Empirical CDF enhancements #590

alyst · 2020-08-09T13:55:47Z

The PR improves the performance of ECDF and adds interpolation.

The major problem with the current code is that in the weighted case the partial sums have to be recalculated for each input. But this is not necessary, since all CDF values for weighted and non-weighted cases could be precalculated.
I suppose ECDF was written in pre-broadcast epoch, so it does not overload Base.Broadcast.broadcasted() for providing enhanced support for vectors. The PR deprecates ecdf(v::AbstractVector) in favor of standard dot notation.
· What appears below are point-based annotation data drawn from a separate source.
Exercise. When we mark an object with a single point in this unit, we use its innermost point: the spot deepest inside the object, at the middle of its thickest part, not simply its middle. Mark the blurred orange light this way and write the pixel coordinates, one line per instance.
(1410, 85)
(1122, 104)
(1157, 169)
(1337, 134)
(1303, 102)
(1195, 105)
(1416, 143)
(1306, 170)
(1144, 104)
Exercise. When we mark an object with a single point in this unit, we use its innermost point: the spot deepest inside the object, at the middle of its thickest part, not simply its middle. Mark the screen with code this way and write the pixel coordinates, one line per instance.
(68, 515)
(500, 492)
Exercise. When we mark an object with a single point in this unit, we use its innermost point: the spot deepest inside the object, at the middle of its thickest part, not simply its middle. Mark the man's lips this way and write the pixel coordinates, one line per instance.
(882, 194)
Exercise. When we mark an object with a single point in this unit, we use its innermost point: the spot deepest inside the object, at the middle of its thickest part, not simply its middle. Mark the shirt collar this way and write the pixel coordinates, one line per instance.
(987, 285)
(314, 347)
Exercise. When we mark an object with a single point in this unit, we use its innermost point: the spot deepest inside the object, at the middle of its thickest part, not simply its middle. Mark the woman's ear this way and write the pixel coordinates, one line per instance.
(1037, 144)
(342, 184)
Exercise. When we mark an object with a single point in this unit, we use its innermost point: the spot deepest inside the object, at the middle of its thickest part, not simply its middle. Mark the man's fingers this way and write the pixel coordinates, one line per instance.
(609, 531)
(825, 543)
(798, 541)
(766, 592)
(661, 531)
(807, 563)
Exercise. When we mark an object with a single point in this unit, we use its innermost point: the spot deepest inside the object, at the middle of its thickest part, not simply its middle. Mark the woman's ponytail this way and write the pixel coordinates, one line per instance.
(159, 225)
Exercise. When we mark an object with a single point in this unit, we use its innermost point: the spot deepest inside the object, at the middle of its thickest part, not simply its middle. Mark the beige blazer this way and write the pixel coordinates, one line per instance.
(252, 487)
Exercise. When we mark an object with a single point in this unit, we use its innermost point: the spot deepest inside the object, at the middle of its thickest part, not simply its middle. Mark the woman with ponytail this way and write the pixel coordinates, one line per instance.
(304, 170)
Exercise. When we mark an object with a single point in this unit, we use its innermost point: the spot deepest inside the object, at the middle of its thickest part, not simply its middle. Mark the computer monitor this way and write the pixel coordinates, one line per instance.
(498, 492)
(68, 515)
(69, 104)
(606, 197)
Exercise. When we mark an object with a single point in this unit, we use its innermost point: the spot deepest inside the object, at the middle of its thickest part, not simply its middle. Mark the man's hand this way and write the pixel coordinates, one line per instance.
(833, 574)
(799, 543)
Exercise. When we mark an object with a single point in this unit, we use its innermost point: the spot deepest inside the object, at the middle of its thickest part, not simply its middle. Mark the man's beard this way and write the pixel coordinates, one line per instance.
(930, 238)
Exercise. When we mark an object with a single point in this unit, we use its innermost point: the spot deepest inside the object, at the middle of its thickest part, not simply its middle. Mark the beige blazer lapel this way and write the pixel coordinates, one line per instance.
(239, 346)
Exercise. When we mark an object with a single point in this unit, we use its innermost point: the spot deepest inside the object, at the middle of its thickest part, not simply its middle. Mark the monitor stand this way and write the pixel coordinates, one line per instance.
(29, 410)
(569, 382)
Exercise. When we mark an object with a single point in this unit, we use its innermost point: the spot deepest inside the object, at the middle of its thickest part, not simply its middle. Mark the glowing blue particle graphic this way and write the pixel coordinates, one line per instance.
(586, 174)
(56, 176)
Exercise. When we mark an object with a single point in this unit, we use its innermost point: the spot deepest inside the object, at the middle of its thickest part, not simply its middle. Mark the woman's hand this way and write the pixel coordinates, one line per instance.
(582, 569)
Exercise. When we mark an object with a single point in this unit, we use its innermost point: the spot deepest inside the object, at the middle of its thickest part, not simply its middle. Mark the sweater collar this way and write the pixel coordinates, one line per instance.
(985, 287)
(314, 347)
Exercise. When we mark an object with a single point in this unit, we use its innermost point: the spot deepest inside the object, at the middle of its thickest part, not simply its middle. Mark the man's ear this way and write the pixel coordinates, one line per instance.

I've kept customized broadcasting, but now it just caches the CDF value of the last vector element.
Optionally, ECDF can enable interpolation (ecdf(..., interpolate=true)), which is handy for continuous empirical distributions. (It just linearly interpolates between the CDFs of adjacent values).

use the custom broadcast implementation of ecdf.(v)

precalculates the partial weigths sums

linearly interpolates cdf between adjacent values

nalimilan

Sorry for the long delay. This looks nice. I can't comment on the math but here are remarks about the code.

nalimilan · 2020-10-06T16:10:56Z

src/weights.jl

@@ -121,8 +121,8 @@ aweights(vs::RealArray) = AnalyticWeights(vec(vs))
    s = w.sum

    if corrected
-        sum_sn = sum(x -> (x / s) ^ 2, w)
-        1 / (s * (1 - sum_sn))
+        sum_w2 = sum(abs2, w)


Wasn't this here to avoid overflow?

nalimilan · 2021-02-08T15:54:32Z

src/deprecates.jl

+
+### Deprecate August 2020 (v0.33)
+function (ecdf::ECDF)(v::RealArray)
+    depwarn("(ecdf::ECDF)(v::RealArray) is deprecated, use `ecdf.(v)` broadcasting instead", "(ECDF::ecdf)(v::RealArray)")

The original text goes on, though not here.